Transfer Learning aims to apply knowledge or patterns learned in one domain or task to a different but related domain or task. This method attempts to achieve the human ability to learn through analogy, such as using skills learned from riding a bicycle to learn how to ride a motorcycle. Transfer learning is widely applicable; for example, Wang et al. used transfer learning with AlexNet to recognize 20 types of vehicles; Dai et al. proposed a translation transfer learning method to help classify images using textual data. In engineering applications, collecting sufficient labeled data for each application domain is often prohibitively expensive or even impossible, making it crucial to transfer existing knowledge from similar domains or tasks to complete or improve target tasks. Therefore, transfer learning can be considered an efficient method for conducting machine learning with minimal human supervision costs. Based on the aforementioned research, this paper addresses the issue of the inability to effectively distinguish between wolframite ore and surrounding rock waste in image recognition methods for wolframite by utilizing pre-trained CNNs for transfer learning to complete the recognition task. First, to reduce sample imbalance, data augmentation methods such as rotation, translation, and noise addition are applied to the RGB images of the wolframite dataset; secondly, under the Keras framework, the optimized VGG19, Inception-V3, InceptionResnet-V2, and InceptionResnet-50 CNNs are used to conduct transfer learning experiments on the dataset; finally, to further recognize the significant grade differences between the two types of ores, the category of quartz gangue is added to the dataset for further experimentation, aiming to have significant practical implications for improving the wolframite beneficiation process.

(1) Dataset Collection

Image samples were collected from three tungsten mines in China. The raw wolframite ore can be mainly divided into three categories: surrounding rock, tungsten ore, and quartz. The samples were taken from different particle sizes of raw ore transported by the manual selection belt in the beneficiation plant (after water washing), placing randomly selected raw ore on the belt surface (with sufficient indoor lighting), and then using a 12-megapixel smartphone to photograph the original samples from different angles at a distance of about 10 cm. A total of approximately 2,500 images were captured, manually divided into three categories: 900 images of black surrounding rock, 210 images of tungsten ore, and 1,400 images of quartz. Due to the limitations of shooting conditions, the sample dataset is too small and imbalanced, significantly affecting recognition accuracy.
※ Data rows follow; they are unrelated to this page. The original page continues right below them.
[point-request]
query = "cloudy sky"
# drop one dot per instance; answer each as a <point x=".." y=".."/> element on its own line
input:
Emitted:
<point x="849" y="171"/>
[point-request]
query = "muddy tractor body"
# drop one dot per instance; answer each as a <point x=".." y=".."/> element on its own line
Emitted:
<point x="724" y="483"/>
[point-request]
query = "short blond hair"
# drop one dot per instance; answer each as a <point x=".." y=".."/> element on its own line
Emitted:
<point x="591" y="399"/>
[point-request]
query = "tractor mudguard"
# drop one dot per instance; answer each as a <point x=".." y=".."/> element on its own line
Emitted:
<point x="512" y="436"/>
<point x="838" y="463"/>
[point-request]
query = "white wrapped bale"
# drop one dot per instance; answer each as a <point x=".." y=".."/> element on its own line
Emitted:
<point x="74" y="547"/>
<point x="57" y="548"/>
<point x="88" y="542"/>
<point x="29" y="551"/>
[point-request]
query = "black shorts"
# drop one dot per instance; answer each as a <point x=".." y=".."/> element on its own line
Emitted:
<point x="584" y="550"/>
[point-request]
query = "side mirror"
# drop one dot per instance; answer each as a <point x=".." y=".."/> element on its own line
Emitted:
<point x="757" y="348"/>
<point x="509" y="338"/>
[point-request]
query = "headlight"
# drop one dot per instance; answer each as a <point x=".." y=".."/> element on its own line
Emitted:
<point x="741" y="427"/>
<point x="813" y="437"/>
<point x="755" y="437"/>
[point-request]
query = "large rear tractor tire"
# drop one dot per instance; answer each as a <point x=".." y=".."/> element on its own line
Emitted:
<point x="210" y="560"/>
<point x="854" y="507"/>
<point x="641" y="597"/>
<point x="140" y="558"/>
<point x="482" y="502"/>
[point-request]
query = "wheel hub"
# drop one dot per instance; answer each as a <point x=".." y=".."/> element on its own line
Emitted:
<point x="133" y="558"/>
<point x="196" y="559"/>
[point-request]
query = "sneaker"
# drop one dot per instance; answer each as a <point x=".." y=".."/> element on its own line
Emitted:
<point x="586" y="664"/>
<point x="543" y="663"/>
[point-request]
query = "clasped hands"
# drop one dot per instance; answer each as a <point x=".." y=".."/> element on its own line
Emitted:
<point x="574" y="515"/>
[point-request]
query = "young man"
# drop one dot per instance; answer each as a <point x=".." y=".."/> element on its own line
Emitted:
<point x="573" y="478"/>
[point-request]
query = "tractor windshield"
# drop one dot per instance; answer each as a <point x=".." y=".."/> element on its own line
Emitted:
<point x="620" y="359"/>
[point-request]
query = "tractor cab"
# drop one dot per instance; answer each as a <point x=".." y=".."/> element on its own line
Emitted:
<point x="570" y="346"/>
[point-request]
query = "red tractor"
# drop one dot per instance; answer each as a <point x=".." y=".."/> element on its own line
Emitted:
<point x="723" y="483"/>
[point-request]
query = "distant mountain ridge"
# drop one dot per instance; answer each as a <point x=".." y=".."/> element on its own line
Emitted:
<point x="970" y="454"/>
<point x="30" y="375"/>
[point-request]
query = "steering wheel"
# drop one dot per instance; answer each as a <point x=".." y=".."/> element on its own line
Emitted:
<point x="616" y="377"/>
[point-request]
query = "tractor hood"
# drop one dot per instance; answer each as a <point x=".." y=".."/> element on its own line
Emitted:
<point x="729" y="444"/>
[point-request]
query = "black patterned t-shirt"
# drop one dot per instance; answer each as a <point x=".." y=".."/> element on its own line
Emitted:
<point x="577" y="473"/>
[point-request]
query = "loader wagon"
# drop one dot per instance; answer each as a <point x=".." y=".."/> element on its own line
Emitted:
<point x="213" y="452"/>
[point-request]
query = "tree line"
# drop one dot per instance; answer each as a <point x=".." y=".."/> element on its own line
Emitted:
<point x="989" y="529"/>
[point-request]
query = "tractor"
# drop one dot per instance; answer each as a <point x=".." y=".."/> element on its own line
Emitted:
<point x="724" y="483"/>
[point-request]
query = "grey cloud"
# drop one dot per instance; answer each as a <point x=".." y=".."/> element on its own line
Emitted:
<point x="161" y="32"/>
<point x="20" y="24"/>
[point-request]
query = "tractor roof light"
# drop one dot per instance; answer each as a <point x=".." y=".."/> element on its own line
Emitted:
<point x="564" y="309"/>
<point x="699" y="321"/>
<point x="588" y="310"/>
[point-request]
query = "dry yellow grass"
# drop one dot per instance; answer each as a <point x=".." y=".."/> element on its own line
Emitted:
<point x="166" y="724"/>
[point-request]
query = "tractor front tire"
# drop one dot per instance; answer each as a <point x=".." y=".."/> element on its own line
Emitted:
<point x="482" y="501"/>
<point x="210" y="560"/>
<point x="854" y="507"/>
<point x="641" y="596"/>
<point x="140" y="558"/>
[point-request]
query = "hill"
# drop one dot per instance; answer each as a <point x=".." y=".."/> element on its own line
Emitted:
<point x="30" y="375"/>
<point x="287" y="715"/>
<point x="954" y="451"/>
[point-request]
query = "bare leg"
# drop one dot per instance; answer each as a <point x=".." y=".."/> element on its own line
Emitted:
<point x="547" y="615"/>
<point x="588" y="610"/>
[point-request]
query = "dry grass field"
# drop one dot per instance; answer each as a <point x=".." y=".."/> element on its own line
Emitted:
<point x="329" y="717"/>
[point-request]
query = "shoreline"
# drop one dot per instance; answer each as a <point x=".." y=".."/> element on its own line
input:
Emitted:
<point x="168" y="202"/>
(2) Image Data Augmentation

To reduce sample imbalance and address the issue of model overfitting caused by a small dataset, data augmentation operations are performed on the training samples to improve the classification accuracy of the transfer network. Common data augmentation methods include adjustments to image brightness, saturation, contrast, PCA jitter, scaling transformations, image cropping, resizing, horizontal/vertical flipping, translation/rotation/affine transformations, and adding Gaussian noise or blur processing. Different augmentation methods can be selected for different sample sets. In this paper, after preprocessing the samples by cropping, the samples are rotated (45°, 135°), translated, scaled (1.5 times, 0.5 times, and 0.25 times), horizontally/vertically flipped, and random noise is added. Through these data augmentation methods, each category of the dataset reaches 1,500 images. Considering that stable lighting can be provided during actual recognition, brightness, saturation, and contrast adjustment methods were not used.

(1) Experimental Principles

Convolutional Neural Networks have long been one of the core algorithms in the field of image recognition and have shown stable performance when learning from large amounts of data. They can be used to extract discriminative features from images for other classifiers to learn from. Feature extraction can be done by manually inputting different parts of the image into the network or can be extracted by the network itself through unsupervised learning.

Convolutional Neural Networks use deep network structures to extract high-dimensional abstract features from images, completing image recognition and classification tasks. The convolution kernels in the hidden layers have parameter sharing and sparsity in inter-layer connections, allowing the network to learn grid (pixel and audio) data with a relatively small amount of computation, resulting in stable performance without additional feature engineering. The structure of a Convolutional Neural Network generally consists of an input layer, hidden layers (convolutional layers, pooling layers, fully connected layers), and an output layer, as shown in Fig. 2.

1) Input Layer: Since CNNs use gradient descent for learning, input features need to be standardized. For example, input pixel data can be normalized from the original pixel values [0,255] to the range [0,1]. Standardizing input features helps improve the efficiency of the algorithm and learning performance.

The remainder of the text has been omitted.